President Vladimir Putin's call for a new world order to end U.S. global hegemony has generated some catchy headlines, but as a policy initiative it has been a dud.
Western capitals either ignored Putin's rhetoric or dismissed it as some ill-informed grumping. The non-Western world did not exactly rush to sign up for his anti-Pax Americana. There is no effort to organize a new Helsinki conference to reconsider international borders.
One reason for the lack of enthusiasm is that Putin provided little substance for diplomatic engagement. He outlined a wide range of Russian grievances, building a victimhood narrative of Russia taken advantage of by the West. But he was largely incoherent on what his new world order should look like.
He aims at restoring Russia's "geopolitical parity" with the U.S., securing Moscow a veto over Washington's international interventions, and the same right to use force in Russia's neighborhood. He wants a "consensus of responsible great powers," each leading a distinct "geopolitical unit" where lesser powers do not have full sovereignty and cannot chart their future independently. He grants people no agency and denies them the right to revolt against any abuse of power of their rulers.
And here lies the second reason why Putin's plan will not fly: It pushes a view of international reality that exists only on Russian television. Russia is a mid-sized power that lacks the capacity to shape the international environment single-handedly.

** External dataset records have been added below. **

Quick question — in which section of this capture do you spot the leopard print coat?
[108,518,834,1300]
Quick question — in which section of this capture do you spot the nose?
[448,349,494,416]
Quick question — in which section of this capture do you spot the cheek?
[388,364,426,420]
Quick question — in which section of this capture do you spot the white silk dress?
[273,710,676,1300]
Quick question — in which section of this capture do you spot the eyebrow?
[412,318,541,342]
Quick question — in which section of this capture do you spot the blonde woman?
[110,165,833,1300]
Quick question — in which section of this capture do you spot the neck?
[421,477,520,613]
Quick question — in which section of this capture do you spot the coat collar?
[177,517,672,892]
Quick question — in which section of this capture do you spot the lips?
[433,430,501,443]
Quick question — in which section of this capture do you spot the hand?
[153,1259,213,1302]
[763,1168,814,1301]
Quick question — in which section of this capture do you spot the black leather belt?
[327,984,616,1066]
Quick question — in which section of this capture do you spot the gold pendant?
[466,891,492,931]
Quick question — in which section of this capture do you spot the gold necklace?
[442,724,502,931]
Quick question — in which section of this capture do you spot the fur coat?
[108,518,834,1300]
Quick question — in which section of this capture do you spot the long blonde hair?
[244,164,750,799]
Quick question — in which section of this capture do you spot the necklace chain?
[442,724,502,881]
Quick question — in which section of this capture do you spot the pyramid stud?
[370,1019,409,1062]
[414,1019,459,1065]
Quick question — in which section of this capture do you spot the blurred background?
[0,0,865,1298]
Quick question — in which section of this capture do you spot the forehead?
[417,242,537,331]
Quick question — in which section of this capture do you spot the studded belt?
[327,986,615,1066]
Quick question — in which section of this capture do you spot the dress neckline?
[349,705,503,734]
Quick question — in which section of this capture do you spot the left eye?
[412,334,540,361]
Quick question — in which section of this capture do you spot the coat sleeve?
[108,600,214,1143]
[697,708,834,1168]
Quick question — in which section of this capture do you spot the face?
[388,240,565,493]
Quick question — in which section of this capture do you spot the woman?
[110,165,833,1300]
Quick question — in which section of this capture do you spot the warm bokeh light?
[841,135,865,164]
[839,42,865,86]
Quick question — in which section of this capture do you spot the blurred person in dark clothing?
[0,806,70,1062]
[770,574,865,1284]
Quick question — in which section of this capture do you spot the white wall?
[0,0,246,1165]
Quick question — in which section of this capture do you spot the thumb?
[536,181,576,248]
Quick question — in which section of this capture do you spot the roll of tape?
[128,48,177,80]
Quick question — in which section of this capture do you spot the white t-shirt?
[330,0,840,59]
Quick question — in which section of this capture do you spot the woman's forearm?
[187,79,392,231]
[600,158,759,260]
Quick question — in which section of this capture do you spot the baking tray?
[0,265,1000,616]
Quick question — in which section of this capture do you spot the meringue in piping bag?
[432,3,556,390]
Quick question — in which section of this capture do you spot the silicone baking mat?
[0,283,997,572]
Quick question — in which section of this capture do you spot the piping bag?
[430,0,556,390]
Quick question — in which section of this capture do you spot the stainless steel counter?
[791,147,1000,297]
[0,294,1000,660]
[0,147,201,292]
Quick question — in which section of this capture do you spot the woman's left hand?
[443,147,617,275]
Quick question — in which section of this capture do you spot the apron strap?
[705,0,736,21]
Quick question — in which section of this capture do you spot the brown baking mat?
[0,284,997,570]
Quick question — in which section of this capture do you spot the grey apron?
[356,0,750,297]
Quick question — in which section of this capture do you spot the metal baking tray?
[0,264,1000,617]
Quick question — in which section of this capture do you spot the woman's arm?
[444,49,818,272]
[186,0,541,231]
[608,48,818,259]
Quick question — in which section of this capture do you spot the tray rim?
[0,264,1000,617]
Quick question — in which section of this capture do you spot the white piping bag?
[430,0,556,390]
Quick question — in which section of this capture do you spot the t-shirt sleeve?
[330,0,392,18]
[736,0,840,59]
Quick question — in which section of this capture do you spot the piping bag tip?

It is not in the top league with the U.S. and China.
Moscow suffers from superpower phantom pains, but its ambitions are not backed by economic power or technological prowess. Its sole claim to superpowerdom is its nuclear weapons, brandished too cavalierly.
As Carnegie Europe analyst Ulrich Speck wrote in a recent blog post, Russia "must accept that the global order rests on the notion of territorial integrity and sovereignty, and that smaller countries have fundamental rights as well. The alternative to integrating into this order is permanent conflict, which would damage Russia much more than it can damage the West."
The problem is that Putin benefits domestically from a permanent conflict with the West. It allows him to deflect responsibility for failure to modernize the country and covers up his foreign policy blunder in Ukraine and its staggering costs for Russia. The new world order narrative is a ploy to keep this conflict going while making Moscow feel good.
Vladimir Frolov is president of LEFF Group, a government relations and PR company.